Gordon Lightfoot singles chronology
| "The Way I Feel" (1967) | "Canadian Railroad Trilogy" (1967) | "Black Day in July" (1968) |

= Canadian Railroad Trilogy =

"Canadian Railroad Trilogy" is a story song that was written, composed, and first performed in 1966 by Canadian singer-songwriter Gordon Lightfoot, who released his original recording of it in 1967. The song was commissioned by the Canadian Broadcasting Corporation (CBC) to celebrate the Canadian Centennial in 1967. "Canadian Railroad Trilogy" describes the building of the trans-Canada Canadian Pacific Railway, the construction work on which was completed in 1885. The CPR was incorporated in 1881 and merged with the Kansas City Southern Railway in 2023 to form the Canadian Pacific Kansas City.

== Background ==
This song was commissioned from Lightfoot by the CBC for a special broadcast on January 1, 1967, to start Canada's Centennial year. Writing and composing it took him three days. It appeared on Lightfoot's album The Way I Feel later in the same year along with the song "Crossroads", a shorter song of similar theme. The structure of the song, with a slow tempo section in the middle and faster paced sections at the beginning and end, was patterned more or less opposite to Bob Gibson's and Hamilton Camp's "Civil War Trilogy", famously recorded by The Limeliters on the 1963 live album Our Men In San Francisco. In the first section, the song picks up speed like a locomotive building up a head of steam.

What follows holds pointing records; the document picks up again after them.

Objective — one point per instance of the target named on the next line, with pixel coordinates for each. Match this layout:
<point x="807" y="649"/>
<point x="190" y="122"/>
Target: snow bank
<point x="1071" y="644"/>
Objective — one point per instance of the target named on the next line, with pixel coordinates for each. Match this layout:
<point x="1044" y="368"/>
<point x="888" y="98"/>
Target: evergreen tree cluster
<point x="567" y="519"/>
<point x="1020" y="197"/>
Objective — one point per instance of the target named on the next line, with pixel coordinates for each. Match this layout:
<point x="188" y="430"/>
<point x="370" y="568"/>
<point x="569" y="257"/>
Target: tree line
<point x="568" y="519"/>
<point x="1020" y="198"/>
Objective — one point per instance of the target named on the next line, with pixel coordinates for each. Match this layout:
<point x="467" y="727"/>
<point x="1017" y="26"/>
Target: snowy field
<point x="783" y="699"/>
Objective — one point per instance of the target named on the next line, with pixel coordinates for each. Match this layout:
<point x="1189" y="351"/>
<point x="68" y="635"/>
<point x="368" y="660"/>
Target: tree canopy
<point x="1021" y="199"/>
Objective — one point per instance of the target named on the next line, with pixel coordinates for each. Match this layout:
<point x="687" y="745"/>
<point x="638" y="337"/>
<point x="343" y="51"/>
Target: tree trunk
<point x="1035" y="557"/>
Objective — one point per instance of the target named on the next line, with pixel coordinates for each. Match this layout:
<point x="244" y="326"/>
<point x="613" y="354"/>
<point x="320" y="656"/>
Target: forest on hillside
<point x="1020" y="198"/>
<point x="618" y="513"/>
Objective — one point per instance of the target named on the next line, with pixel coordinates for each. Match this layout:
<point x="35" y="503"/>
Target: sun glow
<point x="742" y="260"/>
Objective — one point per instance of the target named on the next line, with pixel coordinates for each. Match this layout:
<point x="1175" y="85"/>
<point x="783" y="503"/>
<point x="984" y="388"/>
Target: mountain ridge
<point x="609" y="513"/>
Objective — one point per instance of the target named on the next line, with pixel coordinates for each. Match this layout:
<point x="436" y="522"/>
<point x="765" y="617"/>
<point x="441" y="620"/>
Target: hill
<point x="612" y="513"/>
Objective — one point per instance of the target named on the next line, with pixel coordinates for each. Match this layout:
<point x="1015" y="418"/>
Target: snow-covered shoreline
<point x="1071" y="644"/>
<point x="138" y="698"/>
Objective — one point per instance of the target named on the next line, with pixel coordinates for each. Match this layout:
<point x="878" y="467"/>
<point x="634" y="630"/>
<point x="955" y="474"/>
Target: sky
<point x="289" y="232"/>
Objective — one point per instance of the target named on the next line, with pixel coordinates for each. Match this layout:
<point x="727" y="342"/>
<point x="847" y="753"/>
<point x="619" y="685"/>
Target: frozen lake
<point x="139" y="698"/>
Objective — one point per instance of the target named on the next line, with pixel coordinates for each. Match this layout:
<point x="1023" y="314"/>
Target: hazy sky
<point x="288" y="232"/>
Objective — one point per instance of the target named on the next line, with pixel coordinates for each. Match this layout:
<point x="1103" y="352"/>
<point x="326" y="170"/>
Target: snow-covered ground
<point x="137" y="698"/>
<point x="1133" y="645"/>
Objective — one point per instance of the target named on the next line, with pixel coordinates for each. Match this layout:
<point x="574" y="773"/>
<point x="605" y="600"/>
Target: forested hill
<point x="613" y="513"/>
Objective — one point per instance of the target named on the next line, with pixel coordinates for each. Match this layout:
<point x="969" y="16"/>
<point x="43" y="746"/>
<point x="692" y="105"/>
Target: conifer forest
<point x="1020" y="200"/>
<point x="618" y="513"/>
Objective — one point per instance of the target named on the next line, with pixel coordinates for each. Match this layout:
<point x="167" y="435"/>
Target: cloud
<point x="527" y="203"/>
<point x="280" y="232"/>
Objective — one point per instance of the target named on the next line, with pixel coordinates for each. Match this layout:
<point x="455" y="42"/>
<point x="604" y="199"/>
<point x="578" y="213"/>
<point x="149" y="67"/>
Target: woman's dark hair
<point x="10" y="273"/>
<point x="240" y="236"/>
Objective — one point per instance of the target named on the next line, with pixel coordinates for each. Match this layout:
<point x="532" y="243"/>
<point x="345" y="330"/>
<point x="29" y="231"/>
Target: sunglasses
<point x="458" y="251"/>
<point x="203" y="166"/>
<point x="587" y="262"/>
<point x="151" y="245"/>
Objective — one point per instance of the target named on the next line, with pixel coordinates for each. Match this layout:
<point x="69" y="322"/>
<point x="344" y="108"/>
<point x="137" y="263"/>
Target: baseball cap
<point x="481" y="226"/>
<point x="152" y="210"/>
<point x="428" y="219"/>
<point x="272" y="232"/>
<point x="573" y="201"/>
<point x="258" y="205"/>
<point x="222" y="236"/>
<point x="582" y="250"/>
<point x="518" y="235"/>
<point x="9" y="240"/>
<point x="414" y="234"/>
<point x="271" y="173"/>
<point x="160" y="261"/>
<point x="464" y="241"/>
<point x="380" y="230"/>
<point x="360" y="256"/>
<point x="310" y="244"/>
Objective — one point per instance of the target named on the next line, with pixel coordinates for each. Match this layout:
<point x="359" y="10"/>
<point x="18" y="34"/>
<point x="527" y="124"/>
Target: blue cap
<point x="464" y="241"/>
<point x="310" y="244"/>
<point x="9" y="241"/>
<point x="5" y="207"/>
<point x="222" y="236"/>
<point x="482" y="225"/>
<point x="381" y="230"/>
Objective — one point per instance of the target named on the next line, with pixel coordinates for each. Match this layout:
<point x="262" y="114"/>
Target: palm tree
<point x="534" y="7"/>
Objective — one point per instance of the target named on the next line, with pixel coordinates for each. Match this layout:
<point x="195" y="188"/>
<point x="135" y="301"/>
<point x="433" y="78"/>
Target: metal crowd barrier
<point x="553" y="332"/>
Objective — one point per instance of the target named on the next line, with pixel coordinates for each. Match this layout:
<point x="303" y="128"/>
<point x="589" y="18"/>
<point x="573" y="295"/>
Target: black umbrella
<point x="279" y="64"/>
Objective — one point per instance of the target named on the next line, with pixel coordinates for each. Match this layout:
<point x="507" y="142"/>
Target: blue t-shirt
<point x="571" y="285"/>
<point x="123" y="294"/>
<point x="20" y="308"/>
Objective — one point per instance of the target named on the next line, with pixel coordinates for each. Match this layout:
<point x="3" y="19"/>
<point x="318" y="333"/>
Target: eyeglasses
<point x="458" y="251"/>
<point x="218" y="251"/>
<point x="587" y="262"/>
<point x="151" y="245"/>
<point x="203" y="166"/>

While Lightfoot's song echoes the optimism of the railroad age, it also chronicles the cost in sweat and blood of building "an iron road runnin' from the sea to the sea". The slow middle section of the song is especially poignant, vividly describing the efforts and sorrows of the nameless and forgotten "navvies", whose manual labour actually built the railway.

Session personnel for the 1967 recording were these: Gordon Lightfoot on 12-string acoustic guitar, Red Shea on lead acoustic guitar, John Stockfish on Fender bass guitar, and Charlie McCoy on harmonica.

== Legacy ==
Lightfoot re-recorded the track on his 1975 compilation album, Gord's Gold, this time with full orchestration that Lee Holdridge arranged. A live version also appears on two of his live albums, first on his 1969 album Sunday Concert and again on the 2012 release All Live, which consists of songs recorded during the live concerts Lightfoot gave at Toronto's Massey Hall between 1998 and 2001.

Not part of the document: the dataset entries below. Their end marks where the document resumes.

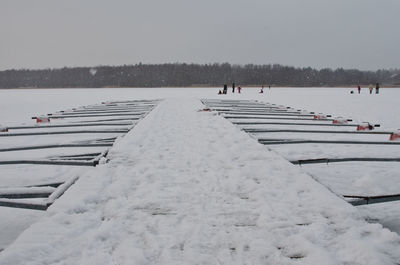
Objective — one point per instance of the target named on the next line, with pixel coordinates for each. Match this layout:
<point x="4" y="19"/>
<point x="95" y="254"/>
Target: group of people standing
<point x="225" y="90"/>
<point x="371" y="88"/>
<point x="239" y="89"/>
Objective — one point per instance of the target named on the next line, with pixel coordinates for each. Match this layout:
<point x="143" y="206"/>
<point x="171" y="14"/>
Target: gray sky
<point x="362" y="34"/>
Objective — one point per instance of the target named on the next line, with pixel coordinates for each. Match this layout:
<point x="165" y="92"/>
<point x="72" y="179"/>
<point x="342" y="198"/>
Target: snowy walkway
<point x="188" y="187"/>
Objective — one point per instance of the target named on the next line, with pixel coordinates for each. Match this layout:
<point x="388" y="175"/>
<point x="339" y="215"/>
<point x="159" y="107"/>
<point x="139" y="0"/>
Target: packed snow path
<point x="188" y="187"/>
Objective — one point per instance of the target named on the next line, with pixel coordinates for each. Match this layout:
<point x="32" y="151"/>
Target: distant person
<point x="225" y="91"/>
<point x="377" y="88"/>
<point x="370" y="89"/>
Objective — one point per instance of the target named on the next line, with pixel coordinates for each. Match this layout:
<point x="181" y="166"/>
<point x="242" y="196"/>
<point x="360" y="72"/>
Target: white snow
<point x="189" y="187"/>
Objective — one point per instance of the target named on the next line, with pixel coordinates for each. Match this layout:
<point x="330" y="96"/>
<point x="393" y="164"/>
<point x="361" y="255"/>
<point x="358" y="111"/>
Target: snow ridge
<point x="188" y="187"/>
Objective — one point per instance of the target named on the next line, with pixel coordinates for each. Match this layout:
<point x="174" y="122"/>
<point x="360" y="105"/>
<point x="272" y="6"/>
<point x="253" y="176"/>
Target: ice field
<point x="182" y="186"/>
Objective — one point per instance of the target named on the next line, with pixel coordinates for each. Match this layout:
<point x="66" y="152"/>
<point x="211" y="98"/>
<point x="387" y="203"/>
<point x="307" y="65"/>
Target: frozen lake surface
<point x="190" y="187"/>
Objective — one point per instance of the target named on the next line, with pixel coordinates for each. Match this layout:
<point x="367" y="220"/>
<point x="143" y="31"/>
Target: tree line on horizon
<point x="182" y="75"/>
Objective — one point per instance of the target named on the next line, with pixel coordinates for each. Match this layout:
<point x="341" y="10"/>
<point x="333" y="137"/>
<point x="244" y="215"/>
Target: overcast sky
<point x="363" y="34"/>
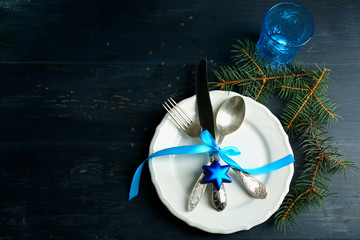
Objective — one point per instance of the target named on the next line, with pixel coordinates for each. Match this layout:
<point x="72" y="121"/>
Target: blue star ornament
<point x="216" y="174"/>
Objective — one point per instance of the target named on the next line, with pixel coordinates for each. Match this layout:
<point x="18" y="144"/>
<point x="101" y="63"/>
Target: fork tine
<point x="178" y="112"/>
<point x="182" y="119"/>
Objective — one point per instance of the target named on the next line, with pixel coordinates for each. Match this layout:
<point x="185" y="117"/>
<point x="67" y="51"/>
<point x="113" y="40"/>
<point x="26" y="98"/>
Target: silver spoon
<point x="228" y="119"/>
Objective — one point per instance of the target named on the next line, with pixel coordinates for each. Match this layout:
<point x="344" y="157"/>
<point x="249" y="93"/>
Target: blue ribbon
<point x="209" y="147"/>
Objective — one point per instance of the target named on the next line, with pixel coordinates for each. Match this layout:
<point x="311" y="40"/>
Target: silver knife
<point x="207" y="123"/>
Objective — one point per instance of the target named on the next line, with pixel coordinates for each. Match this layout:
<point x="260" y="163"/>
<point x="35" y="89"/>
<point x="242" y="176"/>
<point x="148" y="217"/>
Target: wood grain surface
<point x="81" y="87"/>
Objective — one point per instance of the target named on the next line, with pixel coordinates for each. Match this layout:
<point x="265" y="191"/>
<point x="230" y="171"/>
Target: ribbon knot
<point x="209" y="147"/>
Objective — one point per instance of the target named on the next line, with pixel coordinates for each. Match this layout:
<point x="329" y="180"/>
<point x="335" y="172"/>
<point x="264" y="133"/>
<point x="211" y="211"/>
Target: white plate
<point x="261" y="140"/>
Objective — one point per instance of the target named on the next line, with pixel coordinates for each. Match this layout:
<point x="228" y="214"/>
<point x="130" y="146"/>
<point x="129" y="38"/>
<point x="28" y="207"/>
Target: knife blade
<point x="207" y="123"/>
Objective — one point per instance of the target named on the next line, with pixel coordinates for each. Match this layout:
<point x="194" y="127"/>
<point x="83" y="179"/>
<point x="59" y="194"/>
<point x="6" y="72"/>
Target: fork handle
<point x="218" y="198"/>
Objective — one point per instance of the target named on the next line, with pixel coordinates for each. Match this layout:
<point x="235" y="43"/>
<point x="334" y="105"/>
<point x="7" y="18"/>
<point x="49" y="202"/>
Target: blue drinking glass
<point x="287" y="27"/>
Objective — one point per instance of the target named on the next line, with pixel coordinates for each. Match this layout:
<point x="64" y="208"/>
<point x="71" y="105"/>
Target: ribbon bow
<point x="209" y="147"/>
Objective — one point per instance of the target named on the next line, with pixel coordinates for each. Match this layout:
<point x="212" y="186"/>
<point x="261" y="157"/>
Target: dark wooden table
<point x="81" y="87"/>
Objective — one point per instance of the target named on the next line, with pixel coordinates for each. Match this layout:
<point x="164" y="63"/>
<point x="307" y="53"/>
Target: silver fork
<point x="182" y="119"/>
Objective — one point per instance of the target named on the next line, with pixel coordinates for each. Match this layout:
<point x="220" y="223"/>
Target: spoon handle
<point x="252" y="185"/>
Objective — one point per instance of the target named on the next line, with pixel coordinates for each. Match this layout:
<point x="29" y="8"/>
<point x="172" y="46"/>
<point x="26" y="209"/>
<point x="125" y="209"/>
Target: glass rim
<point x="298" y="5"/>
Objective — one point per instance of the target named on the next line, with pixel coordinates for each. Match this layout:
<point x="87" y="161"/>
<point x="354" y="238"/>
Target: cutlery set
<point x="229" y="118"/>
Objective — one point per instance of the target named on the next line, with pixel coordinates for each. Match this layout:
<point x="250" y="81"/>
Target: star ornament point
<point x="216" y="174"/>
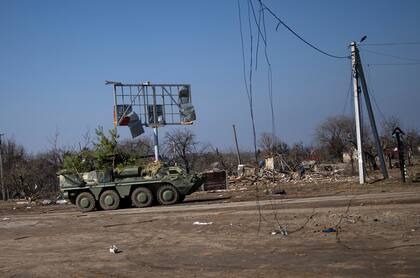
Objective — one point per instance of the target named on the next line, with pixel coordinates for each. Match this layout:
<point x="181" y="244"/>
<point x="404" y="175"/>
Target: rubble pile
<point x="316" y="175"/>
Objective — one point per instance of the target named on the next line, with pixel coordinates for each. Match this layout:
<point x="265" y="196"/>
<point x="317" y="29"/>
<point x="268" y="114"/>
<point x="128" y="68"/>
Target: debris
<point x="46" y="202"/>
<point x="202" y="223"/>
<point x="282" y="232"/>
<point x="278" y="191"/>
<point x="61" y="202"/>
<point x="114" y="249"/>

According to Lightfoot, Pierre Berton, author of The Last Spike, once said "You did more good with your damn song than I did with my entire book on the same subject." In an interview with The Telegraph, Lightfoot indicated that upon meeting Queen Elizabeth II, she had told him how much she enjoyed the song.

In 2001, Gordon Lightfoot's "Canadian Railroad Trilogy" was honoured as one of the Canadian MasterWorks by the Audio-Visual Preservation Trust of Canada.

The song has been covered by John Mellencamp and George Hamilton IV (#3Can), among others. James Keelaghan performed the song on the Lightfoot tribute album, Beautiful. In the summer of 2004, the song was performed by that year's Canadian Idol Top 6.

The song was the inspiration for the song "Canadian Snacktime Trilogy" on the Barenaked Ladies children's album Snacktime!. The song features many celebrities sharing their favorite snacks, including Geddy Lee, Janeane Garofalo, Mike Smith (as Bubbles), Sarah McLachlan, "Weird Al" Yankovic, and Lightfoot himself, who states his favorite snack is pasta.

"Canadian Railroad Trilogy" has become one of Lightfoot's signature songs, and for years he concluded many, though not all, of his concerts by performing it.